I have four major reviews to write by May and I’m freaking out. Here’s a summary of recent ingenstions before I go down the rabbit hole.

The African Queen by John Huston (1951) is dispiriting because in order to be a hero a missionary has to dump your gin into the river. I guess that counts me out.

The Dark Knight by Christopher Nolan (2008) has in it a cool motorcycle and also The Greatest Actors of the Twentieth and Twenty First Centuries. Jesus. All right, listen, seriously. This movie was very nearly free of content and the absurd circle jerk of critical admiration confuses me. I well understand and have frequently participated in the phenomenon of intellectuals-stampede-to-blockbuster-which-yields-to-cult-stud-analysis-and-also-features-explosions. But this is far from even that. It’s one part Rambo four parts water. Notice that everyone who tells you it’s brilliant is male and/or owns a Trans Am.

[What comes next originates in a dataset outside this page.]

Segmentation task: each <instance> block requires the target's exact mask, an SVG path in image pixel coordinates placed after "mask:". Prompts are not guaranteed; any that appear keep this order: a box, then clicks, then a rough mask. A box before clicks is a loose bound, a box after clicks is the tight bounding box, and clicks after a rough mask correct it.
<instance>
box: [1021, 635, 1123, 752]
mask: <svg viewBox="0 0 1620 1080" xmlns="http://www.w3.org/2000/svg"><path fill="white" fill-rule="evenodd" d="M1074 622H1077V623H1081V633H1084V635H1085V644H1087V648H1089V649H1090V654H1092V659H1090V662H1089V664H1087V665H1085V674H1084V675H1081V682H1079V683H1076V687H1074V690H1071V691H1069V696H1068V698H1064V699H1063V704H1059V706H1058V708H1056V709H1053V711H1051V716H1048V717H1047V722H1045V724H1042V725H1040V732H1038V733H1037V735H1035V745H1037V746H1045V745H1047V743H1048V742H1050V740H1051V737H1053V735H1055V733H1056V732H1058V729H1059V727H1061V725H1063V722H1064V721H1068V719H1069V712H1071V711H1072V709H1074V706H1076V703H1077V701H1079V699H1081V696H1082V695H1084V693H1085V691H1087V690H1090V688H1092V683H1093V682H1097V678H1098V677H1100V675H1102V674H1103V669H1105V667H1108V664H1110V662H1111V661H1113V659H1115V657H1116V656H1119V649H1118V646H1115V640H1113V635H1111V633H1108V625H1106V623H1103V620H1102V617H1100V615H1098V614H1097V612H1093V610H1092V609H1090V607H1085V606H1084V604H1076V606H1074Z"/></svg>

Deep Blues by Robert Palmer (1982) features some groundbreaking and fascinating elucidations of the connections between African music and the blues, some wickedly entertaining interview footage with Muddy Waters, and a whole lot of somewhat repetitive but none the less Dorito-like anecdotes about Delta and Chicago blues musicians.

Burn After Reading by the Coen Bros. (2008) is such a curious waste of time and talent. Every one of these fine actors seems to burrow down into their two-dimensional goofy/manic characters and, basically, disappear. Disappointing. Something could have been made of this, but wasn’t.

Charlie Bartlett, by John Poll (2007) is in so many ways excruciatingly dull, cliched, and mawkish, BUT: 1. Robert Downey Jr. and Hope Davis are exquisite actors, 2. Kat Dennings looks a lot like an old girlfriend of mine, and 3. I love the proposition that a 100 tabs of Ritalin could turn a dull high school dance into Studio 54.

Plus Super Chickan. Oh my oh my. Get you some.